Yalova’da Çiftlikköy ilçesine bağlı Kabaklı köyünde yaşayan Hoş ailesi, 1998 yılında aldıkları ormanlık alan içindeki yaklaşık 6 dönüm toprağa inşa ettikleri 3 katlı konutta yaşamaya başladı.
İstanbul-İzmir Otoyolu’nun 2015 yılında ulaşıma açılmasından sonra bu yolu kullanan vatandaşların toplumsal medya paylaşımlarıyla dikkati çeken mesken, “orman içindeki yalnız ev” ismiyle ünlendi.

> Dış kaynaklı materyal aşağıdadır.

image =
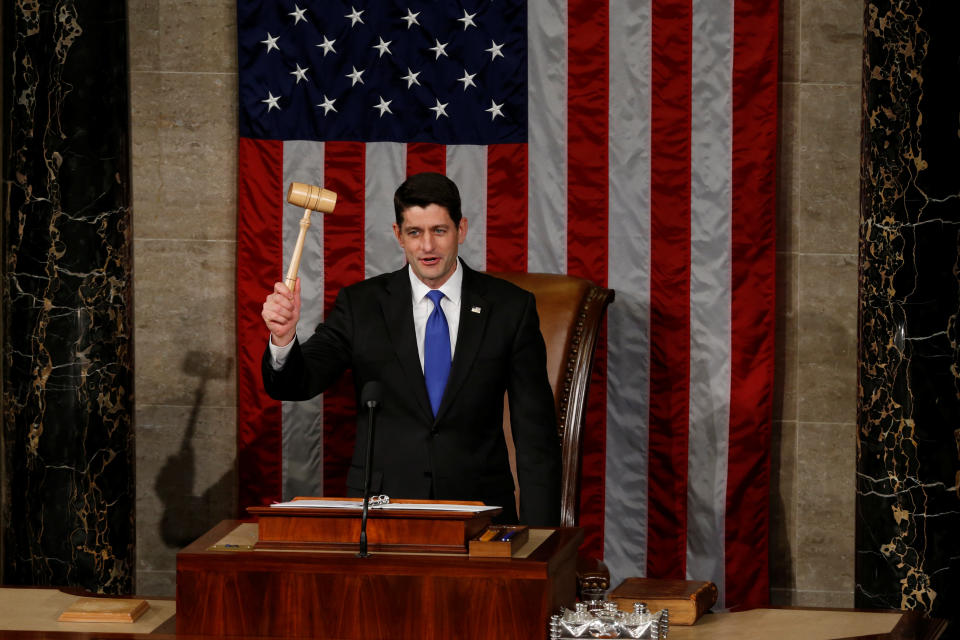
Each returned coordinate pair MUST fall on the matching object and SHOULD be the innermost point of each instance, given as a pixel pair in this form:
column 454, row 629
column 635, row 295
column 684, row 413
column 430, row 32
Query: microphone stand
column 371, row 407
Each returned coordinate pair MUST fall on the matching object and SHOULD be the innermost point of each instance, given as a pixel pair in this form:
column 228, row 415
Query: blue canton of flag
column 368, row 71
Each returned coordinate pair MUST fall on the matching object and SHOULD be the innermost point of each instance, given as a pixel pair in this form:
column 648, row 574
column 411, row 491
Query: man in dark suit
column 439, row 427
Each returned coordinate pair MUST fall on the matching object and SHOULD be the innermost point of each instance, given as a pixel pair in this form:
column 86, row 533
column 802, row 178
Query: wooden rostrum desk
column 237, row 591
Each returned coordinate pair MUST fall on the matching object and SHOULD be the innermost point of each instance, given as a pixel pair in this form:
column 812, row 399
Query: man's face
column 430, row 241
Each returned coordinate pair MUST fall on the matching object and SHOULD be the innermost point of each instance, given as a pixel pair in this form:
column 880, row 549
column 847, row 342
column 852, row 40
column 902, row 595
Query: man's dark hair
column 424, row 189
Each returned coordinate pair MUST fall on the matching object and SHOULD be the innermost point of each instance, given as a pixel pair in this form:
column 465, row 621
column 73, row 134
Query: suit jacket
column 461, row 454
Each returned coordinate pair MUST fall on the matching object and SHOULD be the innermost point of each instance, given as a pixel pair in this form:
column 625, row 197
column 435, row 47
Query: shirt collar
column 451, row 288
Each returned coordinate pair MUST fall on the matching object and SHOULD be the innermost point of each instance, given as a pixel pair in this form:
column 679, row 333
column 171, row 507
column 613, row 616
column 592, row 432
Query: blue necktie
column 436, row 351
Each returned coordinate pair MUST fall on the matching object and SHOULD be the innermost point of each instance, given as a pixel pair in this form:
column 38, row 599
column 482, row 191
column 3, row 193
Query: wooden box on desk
column 686, row 600
column 314, row 593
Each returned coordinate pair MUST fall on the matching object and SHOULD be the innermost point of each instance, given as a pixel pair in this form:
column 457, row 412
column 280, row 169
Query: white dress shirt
column 422, row 308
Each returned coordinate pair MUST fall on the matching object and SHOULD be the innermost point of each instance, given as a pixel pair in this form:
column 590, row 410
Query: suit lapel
column 474, row 311
column 396, row 304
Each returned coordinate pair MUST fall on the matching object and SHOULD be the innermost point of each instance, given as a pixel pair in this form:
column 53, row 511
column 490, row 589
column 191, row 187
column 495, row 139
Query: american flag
column 631, row 143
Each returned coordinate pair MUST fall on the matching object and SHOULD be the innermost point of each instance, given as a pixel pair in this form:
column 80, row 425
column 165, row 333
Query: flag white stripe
column 628, row 359
column 710, row 276
column 547, row 136
column 302, row 422
column 467, row 166
column 385, row 169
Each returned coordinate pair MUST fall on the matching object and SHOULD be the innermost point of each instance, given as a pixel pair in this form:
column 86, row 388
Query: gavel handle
column 291, row 279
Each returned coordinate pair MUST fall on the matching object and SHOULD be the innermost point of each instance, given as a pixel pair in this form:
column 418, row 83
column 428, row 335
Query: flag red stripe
column 343, row 264
column 752, row 308
column 506, row 232
column 587, row 226
column 669, row 288
column 426, row 156
column 260, row 247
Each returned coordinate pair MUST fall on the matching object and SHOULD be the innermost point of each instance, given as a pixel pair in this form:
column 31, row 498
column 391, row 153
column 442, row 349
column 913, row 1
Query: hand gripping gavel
column 311, row 198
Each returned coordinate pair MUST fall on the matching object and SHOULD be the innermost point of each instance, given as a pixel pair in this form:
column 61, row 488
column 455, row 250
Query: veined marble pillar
column 68, row 475
column 908, row 458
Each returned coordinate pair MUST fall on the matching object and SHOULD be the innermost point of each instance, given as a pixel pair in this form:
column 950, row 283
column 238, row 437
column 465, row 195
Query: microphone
column 369, row 398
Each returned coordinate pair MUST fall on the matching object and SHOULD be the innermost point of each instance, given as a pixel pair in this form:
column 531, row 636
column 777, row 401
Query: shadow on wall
column 186, row 516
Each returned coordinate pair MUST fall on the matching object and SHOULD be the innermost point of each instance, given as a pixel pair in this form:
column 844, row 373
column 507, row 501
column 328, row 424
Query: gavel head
column 311, row 197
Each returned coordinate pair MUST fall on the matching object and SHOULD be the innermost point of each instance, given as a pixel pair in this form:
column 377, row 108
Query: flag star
column 327, row 46
column 271, row 42
column 384, row 106
column 383, row 47
column 411, row 18
column 494, row 50
column 355, row 76
column 411, row 77
column 354, row 16
column 300, row 73
column 298, row 14
column 272, row 102
column 467, row 79
column 327, row 105
column 439, row 49
column 440, row 109
column 467, row 20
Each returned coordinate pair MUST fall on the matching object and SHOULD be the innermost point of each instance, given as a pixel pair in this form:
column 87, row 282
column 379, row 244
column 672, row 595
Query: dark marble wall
column 68, row 502
column 908, row 487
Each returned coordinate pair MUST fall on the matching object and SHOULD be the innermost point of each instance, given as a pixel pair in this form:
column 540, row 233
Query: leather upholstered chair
column 571, row 312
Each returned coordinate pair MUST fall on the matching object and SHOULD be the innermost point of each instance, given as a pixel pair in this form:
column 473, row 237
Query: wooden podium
column 311, row 592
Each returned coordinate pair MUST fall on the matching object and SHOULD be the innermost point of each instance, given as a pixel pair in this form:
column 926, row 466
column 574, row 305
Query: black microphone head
column 371, row 393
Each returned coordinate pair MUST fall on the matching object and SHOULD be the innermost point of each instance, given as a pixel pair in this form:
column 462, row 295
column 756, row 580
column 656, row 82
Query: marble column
column 908, row 457
column 68, row 473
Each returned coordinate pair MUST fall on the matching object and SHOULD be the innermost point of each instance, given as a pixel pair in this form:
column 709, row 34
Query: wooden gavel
column 311, row 198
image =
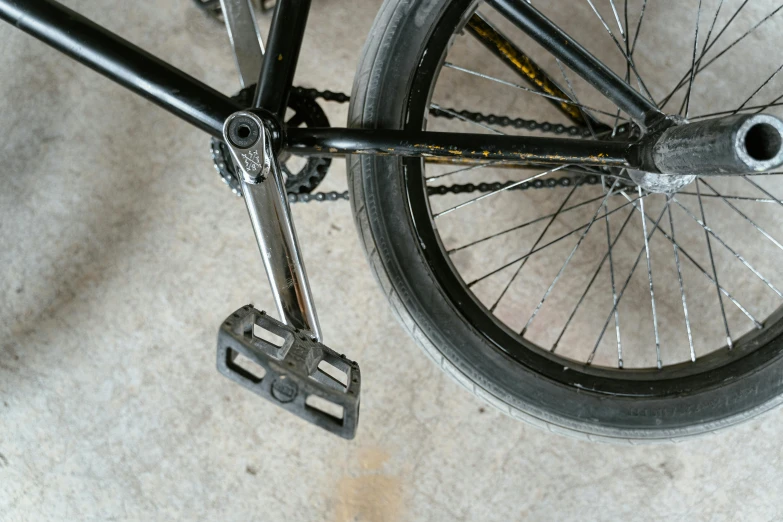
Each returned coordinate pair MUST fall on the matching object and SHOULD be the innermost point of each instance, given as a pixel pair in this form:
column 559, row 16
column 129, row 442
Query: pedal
column 290, row 368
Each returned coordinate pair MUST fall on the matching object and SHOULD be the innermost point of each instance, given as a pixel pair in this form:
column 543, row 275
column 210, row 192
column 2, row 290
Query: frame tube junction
column 121, row 61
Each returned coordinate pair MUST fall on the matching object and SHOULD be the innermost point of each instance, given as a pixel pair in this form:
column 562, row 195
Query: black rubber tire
column 393, row 52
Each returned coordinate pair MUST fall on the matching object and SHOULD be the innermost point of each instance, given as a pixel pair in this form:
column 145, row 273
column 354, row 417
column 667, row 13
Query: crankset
column 298, row 373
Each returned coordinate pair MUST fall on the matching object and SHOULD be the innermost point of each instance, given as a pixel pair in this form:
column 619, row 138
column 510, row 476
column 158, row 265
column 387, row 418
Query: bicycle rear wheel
column 649, row 328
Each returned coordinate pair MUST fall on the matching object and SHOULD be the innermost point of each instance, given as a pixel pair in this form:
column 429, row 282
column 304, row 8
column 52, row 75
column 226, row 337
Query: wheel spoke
column 711, row 232
column 744, row 216
column 724, row 51
column 714, row 269
column 540, row 238
column 758, row 108
column 627, row 281
column 614, row 290
column 592, row 280
column 763, row 190
column 638, row 27
column 539, row 249
column 693, row 64
column 628, row 58
column 704, row 52
column 702, row 270
column 682, row 287
column 523, row 225
column 498, row 191
column 526, row 89
column 649, row 277
column 568, row 259
column 763, row 84
column 739, row 198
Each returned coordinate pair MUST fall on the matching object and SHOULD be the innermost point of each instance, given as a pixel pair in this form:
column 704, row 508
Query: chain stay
column 477, row 117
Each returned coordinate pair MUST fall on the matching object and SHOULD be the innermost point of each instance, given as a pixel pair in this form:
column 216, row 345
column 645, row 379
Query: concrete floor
column 120, row 250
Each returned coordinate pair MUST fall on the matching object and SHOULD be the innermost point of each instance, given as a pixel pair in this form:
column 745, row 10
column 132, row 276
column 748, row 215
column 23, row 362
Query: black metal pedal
column 291, row 369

Köye yakın bir bölgede ormanlık alanın doruğunda bulunan 125 metrekare alana sahip 9 odalı konut, pozisyonuyla ilgi görüyor.
Çocukluğunun en hoş günlerini yaşadığı meskeni ve araziyi gezdiren 26 yaşındaki Yağmur Sevimli, AA muhabirine, 1998 yılında öğretim üyesi babası ve bankacı annesinin emeklilik devrini geçirmek üzere meskeni yaptırdığını söyledi.

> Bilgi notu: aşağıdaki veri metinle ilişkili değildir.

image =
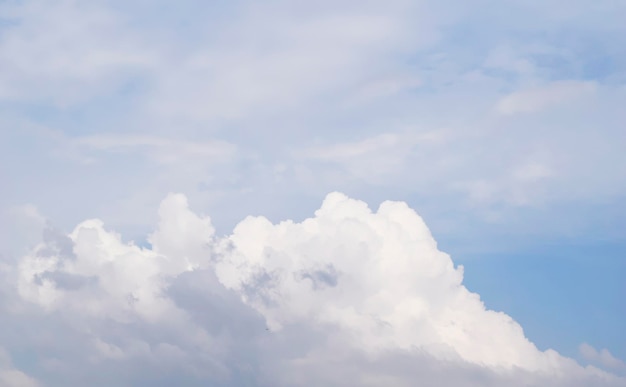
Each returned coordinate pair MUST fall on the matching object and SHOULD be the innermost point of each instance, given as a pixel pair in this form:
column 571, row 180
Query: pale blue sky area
column 502, row 123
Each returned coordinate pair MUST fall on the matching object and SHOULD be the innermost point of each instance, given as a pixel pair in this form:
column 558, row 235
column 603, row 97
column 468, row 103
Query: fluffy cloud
column 347, row 297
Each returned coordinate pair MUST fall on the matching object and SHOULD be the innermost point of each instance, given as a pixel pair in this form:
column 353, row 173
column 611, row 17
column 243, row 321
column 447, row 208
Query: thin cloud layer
column 346, row 297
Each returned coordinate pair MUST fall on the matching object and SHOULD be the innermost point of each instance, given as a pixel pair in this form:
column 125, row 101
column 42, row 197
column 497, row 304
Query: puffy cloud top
column 370, row 287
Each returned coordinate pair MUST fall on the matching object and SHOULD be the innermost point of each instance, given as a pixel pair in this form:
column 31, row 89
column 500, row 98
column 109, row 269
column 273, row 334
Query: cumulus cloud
column 539, row 98
column 349, row 297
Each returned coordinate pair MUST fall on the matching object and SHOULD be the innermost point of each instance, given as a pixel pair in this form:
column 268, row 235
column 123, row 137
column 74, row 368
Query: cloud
column 349, row 296
column 603, row 357
column 540, row 98
column 163, row 150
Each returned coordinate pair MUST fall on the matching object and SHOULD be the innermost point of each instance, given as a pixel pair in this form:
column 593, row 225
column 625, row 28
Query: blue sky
column 501, row 123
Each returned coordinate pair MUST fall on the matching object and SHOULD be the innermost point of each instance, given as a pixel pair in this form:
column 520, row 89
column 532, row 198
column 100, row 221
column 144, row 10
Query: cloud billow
column 348, row 297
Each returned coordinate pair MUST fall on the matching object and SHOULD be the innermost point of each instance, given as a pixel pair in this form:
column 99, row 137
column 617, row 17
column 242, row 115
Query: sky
column 345, row 193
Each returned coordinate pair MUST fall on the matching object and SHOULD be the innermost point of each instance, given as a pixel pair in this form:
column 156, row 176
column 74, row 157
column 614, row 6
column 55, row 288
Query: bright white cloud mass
column 500, row 122
column 349, row 297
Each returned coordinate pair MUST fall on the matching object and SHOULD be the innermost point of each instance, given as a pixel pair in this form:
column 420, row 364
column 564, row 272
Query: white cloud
column 349, row 293
column 163, row 150
column 540, row 98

Anne ve babasının yanında tabiat ile iç içe bir yerde büyüdüğünü ve çok hoş günler geçirdiği konutunu çok sevdiğini anlatan Sevimli, Bahçeşehir Üniversitesi Mimarlık ve Tasarım Fakültesinden mezun olduktan sonra İtalya’nın Milano kentine yüksek lisans için gittiğini söyledi.
Yüksek lisans sonrası İtalya’da mimarlık firmasında yüksek mimar olarak çalışmaya başladığını belirten Tatlı, “Tatil için konutuma geldiğimde İtalyan bir iş arkadaşım beni ziyaret etti. Dedi ki ‘Yağmur tüm Türkiye senin meskenini konuşuyor’ ve toplumsal medya linkini attı. Beşerler teveccüh etmiş. Babamdan öğrendiğim misafirperverlik çok kıymetli. O yüzden herkese kapımız açık, herkesi beklerim.” diye konuştu.
“MANZARA KIYMETLİ LAKİN MESKENİ KONUT YAPAN İÇERİSİNDEKİ İNSANLAR”
Şirin, toplumsal medyadaki imgeler ve otoyoldan görünümünde meskenin gerisinin yer aldığını belirterek, bu nedenle dağın zirvesinde tek bir konut halinde anılmaya başlandığını kaydetti.
Evin 1998 yılında 3 katlı mütevazı bir yapı olarak konumlandırıldığını lisana getiren Sevimli, şöyle konuştu:
“Evimiz tam olarak Taşköprü beldesinin Kabaklı köyünde. Bu kadar ilgi çekeceğini ummuyordum. Beşere huzur veren bir mesken. Emekli bankacı anne ve emekli öğretim üyesi babanın kızıyım. Görüntü çok değerli lakin bir konutu ev yapan meskenin içerisindeki insanlardır. Konutumun en hoş tarafı kapanmaz bir Osmangazi Köprüsü panoramasına sahip olması. Bu meskenin tadını emekli olan annem ve babam çıkarıyor. Onlar için huzurlu bir yer olduğuna inanıyorum. Yurt dışından geldiğimde bir gün dahi meskende kalsam bir ay tatil yapmış üzere hissediyorum.”
Yağmur Sevimli, bilhassa toplumsal medyada “İnsanlar meskene nasıl su taşıyorlar?” ya da “Yemekleri nasıl yiyorlar?” üzere yorumlar gördüğünü tabir etti.
Görüntünün kırsalda bir mesken üzere görünmesinden ötürü yaptıkları yorumlara hak verdiğini aktaran Tatlı, şunları kaydetti:
“Eve 5 dakika arada birçok villa, market ve köy kıraathanesi var. Sakin fakat birebir vakitte hareketli bir köyde yaşıyoruz. Vilayet merkezine ve İstanbul’a çok yakın bir yerdeyiz. Yaklaşık 15 dakikada köprüye varmış oluyorsunuz. Buraya otomobille çok rahat giriş çıkış yapabiliyorsunuz. İtalya’da çalıştığım firma bana 3 yıl sürecek bir proje teklifinde bulundu ve ben kabul ettim. Birebir vakitte annem ve babamın emeklilikte yorulması ve toplumsal medyada gördüğümüz ilgiyle birlikte konutu satışa çıkarmaya karar verdim. Bir daha bu yere, ormana ve görüntüye sahip bir konut bulamayacağımın farkındayım. Bu konut bana çok fazla huzur getirdi fakat artık konutu yeni bir aileye teslim etme vaktinin geldiğini biliyorum. Meskeni alacak insanlara çok büyük talih ve huzur getireceğinden de eminim.”